Behind a glass case is Vostok 6, the capsule flown by the first woman in space, Valentina Terashkova, who also opened the Cosmonauts: Birth of the Space Age exhibition here at the London Science Museum. This sphere shaped capsule looks distinctly other worldly, scorched with fraying fabric type, burnt and basic. It is stunning, you can’t stop looking at it and wonder what it must have been like to plummet through fiery atmosphere as layers of its heat shield peeled away. How terrifying it would be when she had to eject from the capsule via parachute when 7 miles up returning to Earth.
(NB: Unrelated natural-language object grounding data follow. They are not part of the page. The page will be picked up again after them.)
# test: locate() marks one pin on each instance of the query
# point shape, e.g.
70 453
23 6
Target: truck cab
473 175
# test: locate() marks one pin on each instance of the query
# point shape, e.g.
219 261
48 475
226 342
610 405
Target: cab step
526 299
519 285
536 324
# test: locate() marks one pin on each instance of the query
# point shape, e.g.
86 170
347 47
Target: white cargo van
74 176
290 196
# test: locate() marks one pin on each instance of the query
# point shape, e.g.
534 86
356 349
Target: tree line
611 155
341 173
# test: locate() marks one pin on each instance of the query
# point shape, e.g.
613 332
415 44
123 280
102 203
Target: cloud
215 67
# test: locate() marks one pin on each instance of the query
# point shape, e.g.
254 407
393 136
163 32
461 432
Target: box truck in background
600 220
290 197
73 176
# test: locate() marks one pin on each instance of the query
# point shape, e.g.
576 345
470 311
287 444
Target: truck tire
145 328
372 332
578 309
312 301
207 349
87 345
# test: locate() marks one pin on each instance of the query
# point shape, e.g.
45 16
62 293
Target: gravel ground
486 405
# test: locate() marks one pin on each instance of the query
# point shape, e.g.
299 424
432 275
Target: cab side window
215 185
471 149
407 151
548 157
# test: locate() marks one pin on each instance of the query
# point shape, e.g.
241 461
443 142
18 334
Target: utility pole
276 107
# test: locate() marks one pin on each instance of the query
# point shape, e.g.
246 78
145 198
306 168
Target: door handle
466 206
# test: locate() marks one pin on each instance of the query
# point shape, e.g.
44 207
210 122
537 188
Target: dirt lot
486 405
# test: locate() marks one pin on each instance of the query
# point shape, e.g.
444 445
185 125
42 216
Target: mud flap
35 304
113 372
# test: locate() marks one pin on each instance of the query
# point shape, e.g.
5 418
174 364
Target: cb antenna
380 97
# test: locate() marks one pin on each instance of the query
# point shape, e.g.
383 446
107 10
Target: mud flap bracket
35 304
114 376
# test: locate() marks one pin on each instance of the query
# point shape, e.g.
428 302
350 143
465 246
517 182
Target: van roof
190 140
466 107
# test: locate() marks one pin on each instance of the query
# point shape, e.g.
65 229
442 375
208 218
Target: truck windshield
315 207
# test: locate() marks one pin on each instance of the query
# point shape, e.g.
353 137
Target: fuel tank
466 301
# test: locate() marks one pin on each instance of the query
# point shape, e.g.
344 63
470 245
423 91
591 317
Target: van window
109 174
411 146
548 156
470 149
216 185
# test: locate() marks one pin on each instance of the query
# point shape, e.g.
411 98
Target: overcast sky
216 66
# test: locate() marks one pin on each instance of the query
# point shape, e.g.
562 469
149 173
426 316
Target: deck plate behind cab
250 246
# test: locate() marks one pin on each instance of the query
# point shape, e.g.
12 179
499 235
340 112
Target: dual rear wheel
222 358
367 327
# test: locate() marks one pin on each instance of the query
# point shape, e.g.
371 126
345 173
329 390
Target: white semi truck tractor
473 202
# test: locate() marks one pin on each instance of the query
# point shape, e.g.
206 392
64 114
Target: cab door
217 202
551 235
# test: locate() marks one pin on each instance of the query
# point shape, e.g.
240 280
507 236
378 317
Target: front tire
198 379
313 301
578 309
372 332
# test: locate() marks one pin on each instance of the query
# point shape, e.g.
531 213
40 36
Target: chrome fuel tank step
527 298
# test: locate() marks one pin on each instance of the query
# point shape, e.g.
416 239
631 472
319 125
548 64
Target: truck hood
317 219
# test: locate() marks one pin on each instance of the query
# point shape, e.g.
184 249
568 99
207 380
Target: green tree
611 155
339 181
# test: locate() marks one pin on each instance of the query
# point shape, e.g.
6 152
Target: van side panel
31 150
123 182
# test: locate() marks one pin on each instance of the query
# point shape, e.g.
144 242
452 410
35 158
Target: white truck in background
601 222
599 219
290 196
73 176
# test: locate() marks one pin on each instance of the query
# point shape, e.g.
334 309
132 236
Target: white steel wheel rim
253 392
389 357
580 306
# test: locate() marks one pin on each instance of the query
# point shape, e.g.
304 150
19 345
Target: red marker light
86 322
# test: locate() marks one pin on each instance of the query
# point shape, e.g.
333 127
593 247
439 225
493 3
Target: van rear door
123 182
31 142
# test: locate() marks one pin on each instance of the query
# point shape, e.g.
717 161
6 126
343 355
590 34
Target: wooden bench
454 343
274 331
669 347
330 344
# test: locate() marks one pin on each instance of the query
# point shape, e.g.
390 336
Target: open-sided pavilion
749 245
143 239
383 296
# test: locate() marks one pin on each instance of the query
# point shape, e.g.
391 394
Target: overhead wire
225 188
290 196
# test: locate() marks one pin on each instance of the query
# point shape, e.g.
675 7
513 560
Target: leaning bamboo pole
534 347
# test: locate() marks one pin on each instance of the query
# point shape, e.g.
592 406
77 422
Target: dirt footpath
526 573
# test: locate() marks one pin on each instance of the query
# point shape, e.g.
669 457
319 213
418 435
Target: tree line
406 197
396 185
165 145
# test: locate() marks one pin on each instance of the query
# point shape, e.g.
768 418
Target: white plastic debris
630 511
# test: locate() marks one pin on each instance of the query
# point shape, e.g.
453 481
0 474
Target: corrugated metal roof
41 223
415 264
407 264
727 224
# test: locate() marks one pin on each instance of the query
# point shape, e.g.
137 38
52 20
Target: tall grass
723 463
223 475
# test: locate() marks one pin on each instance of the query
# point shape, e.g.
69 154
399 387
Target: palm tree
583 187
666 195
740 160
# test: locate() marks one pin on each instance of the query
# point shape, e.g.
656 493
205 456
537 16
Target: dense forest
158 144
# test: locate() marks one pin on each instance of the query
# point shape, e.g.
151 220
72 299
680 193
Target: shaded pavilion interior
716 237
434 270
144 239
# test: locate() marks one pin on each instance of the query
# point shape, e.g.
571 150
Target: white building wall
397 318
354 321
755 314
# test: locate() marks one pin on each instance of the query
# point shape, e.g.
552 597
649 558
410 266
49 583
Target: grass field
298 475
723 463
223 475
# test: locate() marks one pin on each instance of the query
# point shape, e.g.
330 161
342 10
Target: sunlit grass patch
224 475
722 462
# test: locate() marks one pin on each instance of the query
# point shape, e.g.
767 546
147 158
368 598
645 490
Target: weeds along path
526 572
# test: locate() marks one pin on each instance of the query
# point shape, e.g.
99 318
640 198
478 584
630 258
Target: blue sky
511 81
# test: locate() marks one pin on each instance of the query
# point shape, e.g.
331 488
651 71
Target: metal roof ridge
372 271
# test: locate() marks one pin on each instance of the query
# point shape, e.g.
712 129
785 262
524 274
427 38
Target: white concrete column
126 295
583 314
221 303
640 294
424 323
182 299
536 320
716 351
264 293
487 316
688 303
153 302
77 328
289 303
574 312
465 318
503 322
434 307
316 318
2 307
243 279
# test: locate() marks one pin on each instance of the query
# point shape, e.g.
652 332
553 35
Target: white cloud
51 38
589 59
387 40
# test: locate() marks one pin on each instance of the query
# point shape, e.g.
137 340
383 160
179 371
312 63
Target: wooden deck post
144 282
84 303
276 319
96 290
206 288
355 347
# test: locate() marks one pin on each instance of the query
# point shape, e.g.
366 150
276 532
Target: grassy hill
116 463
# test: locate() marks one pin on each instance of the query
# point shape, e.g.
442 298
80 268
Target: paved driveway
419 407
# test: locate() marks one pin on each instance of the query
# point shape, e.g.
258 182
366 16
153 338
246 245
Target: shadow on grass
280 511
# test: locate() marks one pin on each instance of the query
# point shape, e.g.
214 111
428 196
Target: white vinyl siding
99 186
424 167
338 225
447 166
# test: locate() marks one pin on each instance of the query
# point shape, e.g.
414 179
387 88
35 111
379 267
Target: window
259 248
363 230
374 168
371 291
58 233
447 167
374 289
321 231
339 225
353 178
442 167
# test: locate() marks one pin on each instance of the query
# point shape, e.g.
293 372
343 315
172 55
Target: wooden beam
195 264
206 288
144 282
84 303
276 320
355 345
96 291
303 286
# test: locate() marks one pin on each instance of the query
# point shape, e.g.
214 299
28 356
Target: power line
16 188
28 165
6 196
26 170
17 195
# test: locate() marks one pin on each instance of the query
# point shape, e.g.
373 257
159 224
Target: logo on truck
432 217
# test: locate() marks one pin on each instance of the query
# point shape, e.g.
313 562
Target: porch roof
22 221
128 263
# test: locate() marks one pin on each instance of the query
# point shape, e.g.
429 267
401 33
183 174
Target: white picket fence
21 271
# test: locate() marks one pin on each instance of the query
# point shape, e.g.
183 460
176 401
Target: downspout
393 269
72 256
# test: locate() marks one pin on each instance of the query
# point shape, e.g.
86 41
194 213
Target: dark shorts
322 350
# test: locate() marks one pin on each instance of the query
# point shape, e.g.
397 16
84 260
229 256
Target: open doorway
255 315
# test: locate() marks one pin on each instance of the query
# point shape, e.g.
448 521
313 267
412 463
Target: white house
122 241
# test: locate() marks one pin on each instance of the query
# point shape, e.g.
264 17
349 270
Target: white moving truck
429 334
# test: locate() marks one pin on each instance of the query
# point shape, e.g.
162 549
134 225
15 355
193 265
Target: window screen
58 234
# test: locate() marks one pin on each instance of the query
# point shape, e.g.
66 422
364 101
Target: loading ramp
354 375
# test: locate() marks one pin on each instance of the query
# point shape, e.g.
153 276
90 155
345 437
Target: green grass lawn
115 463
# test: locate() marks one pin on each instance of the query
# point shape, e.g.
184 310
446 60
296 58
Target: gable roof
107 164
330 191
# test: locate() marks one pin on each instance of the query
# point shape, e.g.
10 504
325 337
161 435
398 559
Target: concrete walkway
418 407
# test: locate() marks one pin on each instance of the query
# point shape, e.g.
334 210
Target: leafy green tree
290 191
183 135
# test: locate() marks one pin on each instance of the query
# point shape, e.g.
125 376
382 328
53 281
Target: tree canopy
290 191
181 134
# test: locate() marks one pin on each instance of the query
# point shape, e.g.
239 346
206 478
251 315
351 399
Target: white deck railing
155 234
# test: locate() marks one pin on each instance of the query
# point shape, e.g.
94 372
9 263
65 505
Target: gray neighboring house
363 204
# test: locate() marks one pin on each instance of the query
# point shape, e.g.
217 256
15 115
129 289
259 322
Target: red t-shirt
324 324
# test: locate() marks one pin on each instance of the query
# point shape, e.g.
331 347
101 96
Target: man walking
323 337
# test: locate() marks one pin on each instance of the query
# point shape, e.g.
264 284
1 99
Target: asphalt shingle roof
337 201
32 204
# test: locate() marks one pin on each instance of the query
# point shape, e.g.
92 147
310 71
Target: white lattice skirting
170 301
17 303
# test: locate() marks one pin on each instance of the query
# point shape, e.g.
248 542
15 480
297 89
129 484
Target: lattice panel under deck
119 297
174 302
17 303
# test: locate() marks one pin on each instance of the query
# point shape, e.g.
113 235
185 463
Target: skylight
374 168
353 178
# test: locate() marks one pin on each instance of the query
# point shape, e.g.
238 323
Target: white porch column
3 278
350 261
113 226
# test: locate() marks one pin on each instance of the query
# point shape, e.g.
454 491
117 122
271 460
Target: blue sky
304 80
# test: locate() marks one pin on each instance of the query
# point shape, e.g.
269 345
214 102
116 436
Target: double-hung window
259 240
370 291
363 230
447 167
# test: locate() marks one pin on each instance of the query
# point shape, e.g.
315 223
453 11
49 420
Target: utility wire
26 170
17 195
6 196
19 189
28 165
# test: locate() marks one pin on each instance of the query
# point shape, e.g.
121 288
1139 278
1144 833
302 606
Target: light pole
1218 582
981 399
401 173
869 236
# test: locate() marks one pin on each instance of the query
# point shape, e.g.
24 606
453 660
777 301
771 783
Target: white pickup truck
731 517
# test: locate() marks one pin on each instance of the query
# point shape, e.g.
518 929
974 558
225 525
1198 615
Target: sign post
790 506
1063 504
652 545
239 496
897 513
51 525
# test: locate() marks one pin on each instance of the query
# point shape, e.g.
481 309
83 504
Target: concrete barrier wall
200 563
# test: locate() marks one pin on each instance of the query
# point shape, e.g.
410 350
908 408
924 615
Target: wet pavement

Opposite is Voskhod 1, the first capsule to carry more than 1 crew member. Carrying Vladimir Komaorov, Konstantin Feoktistov and Boris Yegorov would have been a very snug fit for all three cosmonauts. Vladimir Komaorov would later become the first human to die on a space mission during Soyuz 1. Displayed are also engineering models of Sputnik, the Lunokhod lunar rover, a Venera 7 descent module on display was used for drop tests on Earth for a soft landing on Venus. Also Tsiolkovsky’s original drawings, Yuri Gagarin’s military uniform, Russian space propaganda, paintings of rocket engineer Sergei Korolev, spacesuits, including the spacesuit of Helen Sharman, the first Briton in space.
There are also animal artefacts including a dog ejection seat, When you consider that by the time Yuri Gagarin became the first man in space 1961, 48 dogs had gone to space, only 28 survived. Spare a thought then for the first space dog, Laika. Laika was killed this day in 1957 by extreme stress and overheating when she was aboard the Sputnik 2 spacecraft becoming the first animal to orbit the earth. Laika was a stray found wandering the streets of Moscow and one of three dogs to be trained eventually becoming the flight dog. Sputnik 2 was never designed to be recoverable and that poor dog died for no justifiable reason as scientists were already convinced that people could survive in space. She only went up because the Soviet leader, Nikita Khrushchev, wanted to deliver a “space spectacular” during the cold war and space race. I think about that poor dog often and wonder if man is dogs best friend.
The Cosmonauts exhibition is fantastic, the hardware is a sharp contrast to the American Apollo 10 Command Module that you see after exiting the exhibition. You will not be disappointed. The book that accompanies the Cosmonauts Exhibition is well worth the £30. The only other place in the UK to see Soviet space hardware is the National Space Centre in Leicester where they have a Soyuz spacecraft on display.